Map with custom coordinates and settings::

    m = RDSmap(
        data=rds_data,
        seed_ids=['1', '2', '3'],
        waves=[0, 1, 2, 3, 4],
        lat='lat',
        long='long',
        output_file='geographic_map.html',
        zoom_start=10,
        open_browser=True
    )

Bootstrap Examples
------------------

Standalone bootstrap resampling::

    from RDSTools import RDSboot

    # Standard bootstrap
    boot_results = RDSboot(
        data=rds_data,
        respondent_id_col='ID',
        seed_id_col='S_ID',
        seed_col='SEED',
        recruiter_id_col='R_ID',
        type='tree_uni1',
        resample_n=1000
    )

    # Check first resample
    sample_1 = boot_results[boot_results['RESAMPLE.N'] == 1]
    merged = pd.merge(sample_1, rds_data,
                     left_on='RESPONDENT_ID', right_on='ID')
    print(f"Bootstrap sample size: {len(merged)}")
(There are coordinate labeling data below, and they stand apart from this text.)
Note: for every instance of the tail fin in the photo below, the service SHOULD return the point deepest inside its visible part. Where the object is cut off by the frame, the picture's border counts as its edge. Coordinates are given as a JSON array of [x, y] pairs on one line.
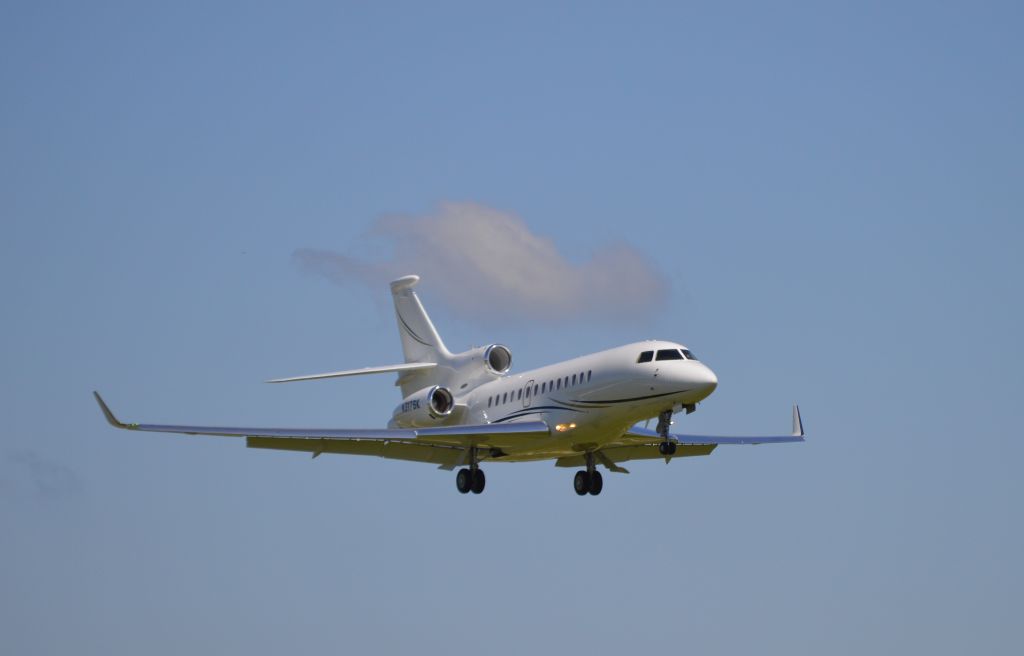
[[420, 341]]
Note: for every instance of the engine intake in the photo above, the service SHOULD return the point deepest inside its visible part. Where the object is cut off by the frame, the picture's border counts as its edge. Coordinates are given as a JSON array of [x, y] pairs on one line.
[[498, 358], [429, 406]]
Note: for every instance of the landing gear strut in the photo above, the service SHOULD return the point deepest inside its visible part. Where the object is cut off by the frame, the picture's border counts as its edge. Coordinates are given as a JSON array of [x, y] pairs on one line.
[[470, 479], [588, 480], [667, 447]]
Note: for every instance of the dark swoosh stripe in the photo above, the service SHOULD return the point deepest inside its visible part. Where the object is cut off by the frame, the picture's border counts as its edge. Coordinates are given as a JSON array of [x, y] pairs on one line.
[[635, 398], [532, 410]]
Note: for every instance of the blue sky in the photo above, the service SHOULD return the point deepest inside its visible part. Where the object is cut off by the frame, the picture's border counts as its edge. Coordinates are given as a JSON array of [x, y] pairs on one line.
[[832, 190]]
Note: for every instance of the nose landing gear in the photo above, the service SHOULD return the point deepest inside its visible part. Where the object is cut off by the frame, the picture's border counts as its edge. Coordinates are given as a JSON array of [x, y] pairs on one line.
[[667, 447], [589, 480]]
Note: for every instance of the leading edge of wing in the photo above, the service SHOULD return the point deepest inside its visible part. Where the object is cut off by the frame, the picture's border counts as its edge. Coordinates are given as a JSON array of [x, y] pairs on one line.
[[458, 433]]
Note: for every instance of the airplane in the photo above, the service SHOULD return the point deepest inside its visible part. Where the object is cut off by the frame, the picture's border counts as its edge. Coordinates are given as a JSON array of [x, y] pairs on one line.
[[462, 409]]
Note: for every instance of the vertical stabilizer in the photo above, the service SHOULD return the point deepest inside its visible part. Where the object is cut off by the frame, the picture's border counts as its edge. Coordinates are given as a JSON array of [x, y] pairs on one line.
[[420, 341]]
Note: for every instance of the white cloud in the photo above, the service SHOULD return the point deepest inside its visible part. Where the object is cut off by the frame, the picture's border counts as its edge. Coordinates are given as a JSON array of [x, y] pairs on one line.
[[484, 263]]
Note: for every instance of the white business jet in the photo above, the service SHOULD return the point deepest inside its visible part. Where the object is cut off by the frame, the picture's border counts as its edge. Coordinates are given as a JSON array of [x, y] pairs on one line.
[[462, 409]]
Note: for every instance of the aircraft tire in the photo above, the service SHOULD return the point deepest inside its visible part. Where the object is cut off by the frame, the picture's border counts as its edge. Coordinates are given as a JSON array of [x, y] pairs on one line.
[[581, 483], [479, 480], [464, 480]]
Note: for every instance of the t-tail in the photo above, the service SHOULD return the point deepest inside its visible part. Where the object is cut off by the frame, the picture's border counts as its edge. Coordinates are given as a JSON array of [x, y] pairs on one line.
[[427, 360], [420, 341]]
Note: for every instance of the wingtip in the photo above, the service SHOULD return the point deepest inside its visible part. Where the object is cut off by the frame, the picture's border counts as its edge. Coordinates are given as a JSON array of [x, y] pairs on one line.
[[113, 421]]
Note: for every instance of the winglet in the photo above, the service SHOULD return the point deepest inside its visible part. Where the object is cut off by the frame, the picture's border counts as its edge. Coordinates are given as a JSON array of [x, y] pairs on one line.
[[113, 421]]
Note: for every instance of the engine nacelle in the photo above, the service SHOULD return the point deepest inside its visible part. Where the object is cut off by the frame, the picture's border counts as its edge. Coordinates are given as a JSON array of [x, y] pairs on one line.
[[498, 358], [429, 406]]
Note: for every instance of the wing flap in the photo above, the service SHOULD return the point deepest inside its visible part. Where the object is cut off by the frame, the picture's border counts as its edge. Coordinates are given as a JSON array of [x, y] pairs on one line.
[[636, 452], [394, 449], [389, 368]]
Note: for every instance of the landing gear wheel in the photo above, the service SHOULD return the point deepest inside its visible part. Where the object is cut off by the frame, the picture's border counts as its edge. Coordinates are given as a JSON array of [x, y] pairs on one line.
[[581, 483], [464, 480], [478, 481]]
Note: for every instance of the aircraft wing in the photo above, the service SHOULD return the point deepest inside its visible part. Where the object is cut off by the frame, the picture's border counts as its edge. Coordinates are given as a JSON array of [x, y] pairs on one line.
[[704, 440], [445, 446], [640, 443]]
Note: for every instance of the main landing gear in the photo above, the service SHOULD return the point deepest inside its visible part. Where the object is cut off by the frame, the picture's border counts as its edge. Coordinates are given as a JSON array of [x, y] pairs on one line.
[[667, 447], [470, 479], [588, 480]]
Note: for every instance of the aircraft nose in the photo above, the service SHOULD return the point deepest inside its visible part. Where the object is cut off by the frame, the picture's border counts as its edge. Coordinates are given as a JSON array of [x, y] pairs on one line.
[[707, 380]]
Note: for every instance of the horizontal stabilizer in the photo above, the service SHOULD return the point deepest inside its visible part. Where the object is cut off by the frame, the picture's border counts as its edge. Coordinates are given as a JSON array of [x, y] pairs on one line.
[[390, 368]]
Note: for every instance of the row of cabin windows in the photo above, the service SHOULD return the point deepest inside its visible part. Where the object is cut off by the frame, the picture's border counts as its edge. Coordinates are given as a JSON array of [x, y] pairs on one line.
[[543, 388], [667, 354]]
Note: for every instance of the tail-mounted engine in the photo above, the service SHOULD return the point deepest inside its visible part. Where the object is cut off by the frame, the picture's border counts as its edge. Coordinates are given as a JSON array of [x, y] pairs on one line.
[[429, 406], [498, 358]]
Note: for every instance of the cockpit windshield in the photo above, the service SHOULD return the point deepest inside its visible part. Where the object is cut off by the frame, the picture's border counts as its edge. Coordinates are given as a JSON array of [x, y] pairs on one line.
[[666, 354]]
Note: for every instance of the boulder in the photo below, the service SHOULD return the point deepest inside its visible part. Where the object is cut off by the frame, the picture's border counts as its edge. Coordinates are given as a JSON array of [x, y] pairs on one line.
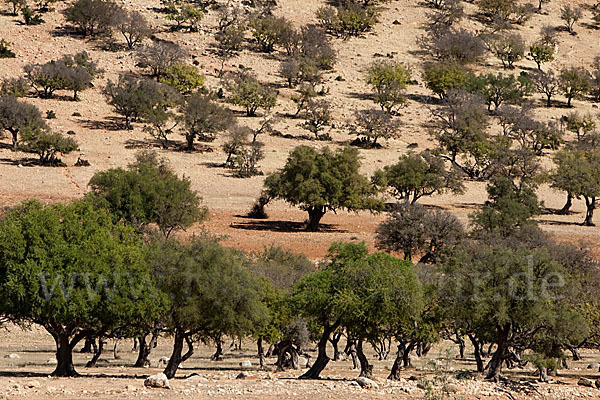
[[586, 382], [366, 383], [33, 385], [157, 381]]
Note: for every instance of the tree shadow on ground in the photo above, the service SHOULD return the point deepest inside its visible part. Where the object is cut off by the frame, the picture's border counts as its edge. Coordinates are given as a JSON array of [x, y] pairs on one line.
[[558, 223], [109, 124], [25, 162], [283, 226]]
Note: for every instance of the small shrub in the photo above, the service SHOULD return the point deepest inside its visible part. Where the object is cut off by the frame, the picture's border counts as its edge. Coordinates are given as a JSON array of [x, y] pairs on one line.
[[184, 78], [570, 16], [388, 81], [248, 92], [5, 51], [16, 87], [48, 146]]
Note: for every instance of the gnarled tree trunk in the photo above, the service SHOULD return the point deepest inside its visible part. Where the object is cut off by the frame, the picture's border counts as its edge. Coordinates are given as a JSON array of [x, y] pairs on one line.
[[366, 369], [322, 359]]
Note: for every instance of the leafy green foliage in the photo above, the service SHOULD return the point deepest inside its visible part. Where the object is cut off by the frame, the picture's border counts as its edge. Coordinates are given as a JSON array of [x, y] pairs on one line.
[[203, 118], [47, 145], [148, 191], [5, 51], [75, 271], [184, 78], [442, 77], [248, 92], [512, 297], [578, 172], [414, 230], [211, 291], [418, 175], [322, 181], [93, 17], [510, 207], [17, 118], [575, 83], [388, 81]]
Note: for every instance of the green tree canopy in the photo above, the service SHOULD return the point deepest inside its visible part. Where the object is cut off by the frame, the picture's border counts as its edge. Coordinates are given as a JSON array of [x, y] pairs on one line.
[[73, 270], [148, 191], [418, 175], [211, 292], [321, 181]]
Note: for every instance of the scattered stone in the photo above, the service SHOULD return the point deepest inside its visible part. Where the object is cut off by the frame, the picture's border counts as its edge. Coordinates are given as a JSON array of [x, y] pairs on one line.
[[163, 361], [33, 384], [366, 383], [586, 382], [157, 381], [452, 388]]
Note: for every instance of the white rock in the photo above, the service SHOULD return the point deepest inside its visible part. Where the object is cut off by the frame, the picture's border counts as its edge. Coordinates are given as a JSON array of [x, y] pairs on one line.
[[157, 381], [585, 382], [33, 384], [366, 383]]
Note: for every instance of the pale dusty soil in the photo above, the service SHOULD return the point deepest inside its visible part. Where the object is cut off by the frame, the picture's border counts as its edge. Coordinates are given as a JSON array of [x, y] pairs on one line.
[[105, 145]]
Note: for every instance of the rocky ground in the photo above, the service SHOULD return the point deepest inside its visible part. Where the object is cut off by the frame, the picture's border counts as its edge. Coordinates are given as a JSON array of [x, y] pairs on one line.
[[26, 359]]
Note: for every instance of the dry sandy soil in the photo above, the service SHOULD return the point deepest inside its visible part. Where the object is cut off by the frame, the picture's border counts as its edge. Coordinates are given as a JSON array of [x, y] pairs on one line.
[[104, 143]]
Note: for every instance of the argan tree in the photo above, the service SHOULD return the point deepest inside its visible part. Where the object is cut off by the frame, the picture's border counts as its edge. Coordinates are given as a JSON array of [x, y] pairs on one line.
[[203, 118], [17, 117], [323, 181], [388, 81], [418, 175], [211, 293], [148, 192], [73, 269]]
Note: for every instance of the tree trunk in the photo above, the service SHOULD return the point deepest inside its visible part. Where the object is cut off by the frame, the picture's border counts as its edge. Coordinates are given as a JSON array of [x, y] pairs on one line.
[[15, 139], [406, 361], [335, 340], [575, 353], [143, 352], [189, 139], [315, 213], [395, 373], [145, 349], [567, 207], [89, 346], [495, 365], [64, 354], [590, 203], [366, 369], [218, 356], [322, 358], [116, 350], [97, 353], [477, 352], [176, 358], [261, 352]]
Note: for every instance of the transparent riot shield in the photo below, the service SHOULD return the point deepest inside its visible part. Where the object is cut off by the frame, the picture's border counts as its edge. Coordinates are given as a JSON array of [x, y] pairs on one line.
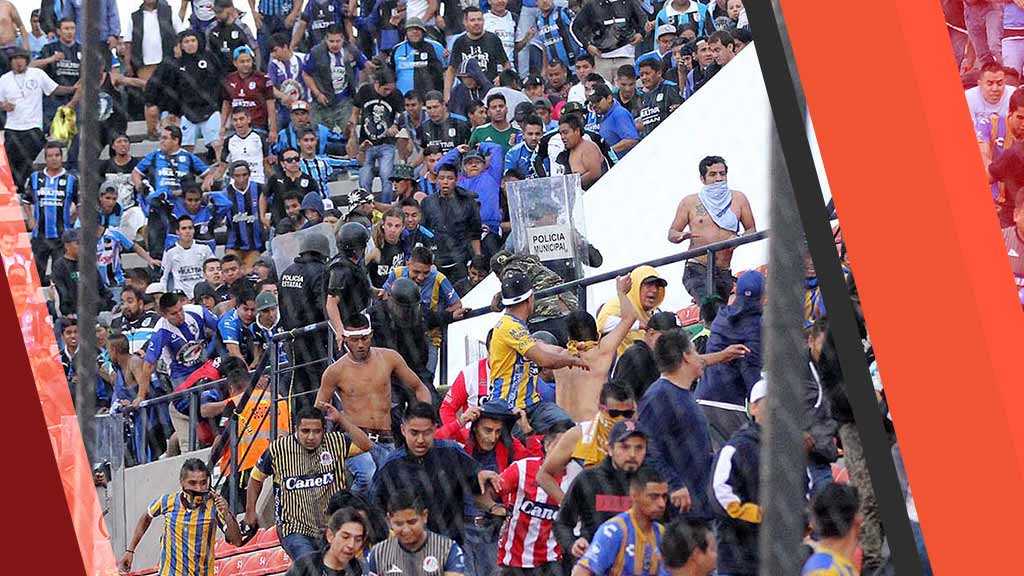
[[548, 222], [285, 248]]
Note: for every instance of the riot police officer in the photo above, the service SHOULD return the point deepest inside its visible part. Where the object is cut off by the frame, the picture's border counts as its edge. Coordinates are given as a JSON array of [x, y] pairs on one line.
[[348, 288], [301, 289]]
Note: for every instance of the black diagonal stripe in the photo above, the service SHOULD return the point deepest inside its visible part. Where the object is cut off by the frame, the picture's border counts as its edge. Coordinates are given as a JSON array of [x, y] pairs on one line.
[[772, 44]]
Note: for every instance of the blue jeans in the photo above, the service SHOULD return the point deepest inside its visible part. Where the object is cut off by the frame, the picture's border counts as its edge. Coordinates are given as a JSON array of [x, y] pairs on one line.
[[383, 157], [365, 466], [545, 414], [984, 26], [820, 477], [481, 550], [298, 545]]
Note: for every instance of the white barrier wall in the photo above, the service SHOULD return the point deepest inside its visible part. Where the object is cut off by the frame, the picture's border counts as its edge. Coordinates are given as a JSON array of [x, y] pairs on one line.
[[629, 211]]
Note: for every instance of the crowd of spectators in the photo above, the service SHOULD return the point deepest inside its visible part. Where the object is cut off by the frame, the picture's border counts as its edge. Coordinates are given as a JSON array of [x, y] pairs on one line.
[[578, 445], [987, 40]]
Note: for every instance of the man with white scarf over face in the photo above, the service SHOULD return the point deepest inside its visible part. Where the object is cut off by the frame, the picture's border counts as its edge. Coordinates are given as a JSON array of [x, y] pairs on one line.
[[714, 214]]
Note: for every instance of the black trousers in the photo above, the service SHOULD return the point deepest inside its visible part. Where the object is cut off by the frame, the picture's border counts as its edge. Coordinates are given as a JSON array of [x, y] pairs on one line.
[[23, 148]]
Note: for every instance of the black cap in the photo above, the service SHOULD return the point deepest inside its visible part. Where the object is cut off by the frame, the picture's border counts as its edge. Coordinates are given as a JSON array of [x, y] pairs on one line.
[[523, 111], [663, 321], [546, 337], [404, 292], [600, 92], [571, 107], [516, 288], [625, 429]]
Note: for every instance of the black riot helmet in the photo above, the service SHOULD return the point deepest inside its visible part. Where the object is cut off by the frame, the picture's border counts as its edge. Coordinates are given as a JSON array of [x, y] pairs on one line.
[[352, 239]]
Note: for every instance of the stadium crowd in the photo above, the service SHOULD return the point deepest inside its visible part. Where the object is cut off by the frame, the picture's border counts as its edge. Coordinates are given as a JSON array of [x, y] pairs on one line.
[[623, 444], [987, 40]]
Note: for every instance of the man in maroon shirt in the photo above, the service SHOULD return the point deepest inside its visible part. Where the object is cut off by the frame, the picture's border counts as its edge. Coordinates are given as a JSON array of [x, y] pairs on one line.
[[251, 89]]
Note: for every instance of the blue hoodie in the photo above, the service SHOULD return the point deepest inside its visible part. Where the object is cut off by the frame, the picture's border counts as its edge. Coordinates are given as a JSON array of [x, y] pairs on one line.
[[738, 323], [486, 184]]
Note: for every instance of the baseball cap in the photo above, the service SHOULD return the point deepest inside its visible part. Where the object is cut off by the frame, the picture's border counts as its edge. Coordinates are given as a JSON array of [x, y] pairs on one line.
[[516, 288], [471, 155], [759, 391], [663, 321], [625, 429], [532, 80], [109, 184], [750, 284], [202, 290], [523, 111], [402, 172], [242, 50], [600, 92], [665, 29], [265, 300], [656, 280]]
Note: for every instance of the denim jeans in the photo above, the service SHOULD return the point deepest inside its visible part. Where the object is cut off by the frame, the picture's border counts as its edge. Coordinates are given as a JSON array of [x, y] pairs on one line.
[[365, 466], [481, 550], [298, 545], [383, 157], [984, 26]]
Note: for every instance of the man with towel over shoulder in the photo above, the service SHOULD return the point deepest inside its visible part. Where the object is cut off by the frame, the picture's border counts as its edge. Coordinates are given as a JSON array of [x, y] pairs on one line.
[[714, 214]]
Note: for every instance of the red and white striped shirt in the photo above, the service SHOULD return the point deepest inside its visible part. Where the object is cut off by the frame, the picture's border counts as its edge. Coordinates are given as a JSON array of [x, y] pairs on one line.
[[467, 389], [527, 537]]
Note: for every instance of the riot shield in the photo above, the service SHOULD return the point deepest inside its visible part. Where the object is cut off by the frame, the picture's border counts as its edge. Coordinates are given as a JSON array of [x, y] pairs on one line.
[[285, 248], [548, 222]]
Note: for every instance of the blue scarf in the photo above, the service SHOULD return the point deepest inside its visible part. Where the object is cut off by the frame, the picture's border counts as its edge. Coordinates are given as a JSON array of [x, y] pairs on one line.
[[717, 199]]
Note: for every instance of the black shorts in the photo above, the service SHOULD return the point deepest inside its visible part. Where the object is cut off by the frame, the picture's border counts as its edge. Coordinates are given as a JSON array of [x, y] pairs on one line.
[[695, 281]]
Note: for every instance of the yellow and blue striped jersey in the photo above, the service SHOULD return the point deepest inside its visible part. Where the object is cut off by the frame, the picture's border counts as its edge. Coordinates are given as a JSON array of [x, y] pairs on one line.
[[513, 377], [828, 563], [186, 545], [620, 547]]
Parallel bootstrap for large datasets::

    from RDSTools import RDSBootOptimizedParallel

    boot_results = RDSBootOptimizedParallel(
        data=rds_data,
        respondent_id_col='ID',
        seed_id_col='S_ID',
        seed_col='SEED',
        recruiter_id_col='R_ID',
        type='tree_uni1',
        resample_n=10000,
        n_cores=8
    )

Performance Comparison
----------------------

The parallel bootstrap provides significant speedups:

.. list-table:: Performance Comparison (252 observations)
   :header-rows: 1

   * - Cores
     - Bootstrap Samples
     - Standard Time
     - Parallel Time
     - Speedup
   * - 1
     - 1000
     - 120s
     - 120s
     - 1.0x
   * - 4
     - 1000
     - 120s
     - 18s
     - 6.7x
   * - 8
     - 1000
     - 120s
     - 12s
     - 10.0x

Complete Analysis Pipeline
---------------------------

Here's a complete pipeline from data loading to final results::

    import pandas as pd
    from RDSTools import (
        load_toy_data, RDSdata, RDSmean, RDStable, RDSlm,
        RDSnetgraph, RDSmap, get_available_seeds
    )

    # Load data
    data = pd.read_csv("survey.csv")

    # Process RDS structure
    rds_data = RDSdata(
        data=data,
        unique_id="ID",
        redeemed_coupon="CouponR",
        issued_coupons=["Coupon1", "Coupon2", "Coupon3"],
        degree="Degree"
    )

    # Descriptive statistics
    age_mean = RDSmean(
        x='Age',
        data=rds_data,
        weight='WEIGHT',
        var_est='tree_uni1',
        resample_n=1000,
        n_cores=4
    )

    # Frequency tables
    sex_table = RDStable(
        x='Sex',
        data=rds_data,
        weight='WEIGHT',
        var_est='tree_uni1',
        resample_n=1000
    )

    race_sex_table = RDStable(
        x='Sex',
        y='Race',
        data=rds_data,
        weight='WEIGHT',
        var_est='tree_uni1',
        resample_n=1000,
        margins=1
    )

    # Regression analysis
    model = RDSlm(
        data=rds_data,
        formula='Income ~ Age + C(Sex) + C(Race) + C(Education)',
        weight='WEIGHT',
        var_est='tree_uni1',
        resample_n=2000,
        n_cores=4
    )

    # Visualizations
    seeds = get_available_seeds(rds_data)

    # Network graph
    G = RDSnetgraph(
        data=rds_data,
        seed_ids=seeds[:2],
        waves=[0, 1, 2, 3],
        layout='Spring',
        variable='Sex',
        save_path='network.png'
    )

    # Geographic map
    m = RDSmap(
        data=rds_data,
        seed_ids=seeds[:2],
        waves=[0, 1, 2, 3],
        output_file='map.html',
        open_browser=True
    )

    # Print results
    print("Age Mean:")
    print(age_mean)
    print("\nSex Distribution:")
    print(sex_table)
    print("\nRegression Model:")
    print(model)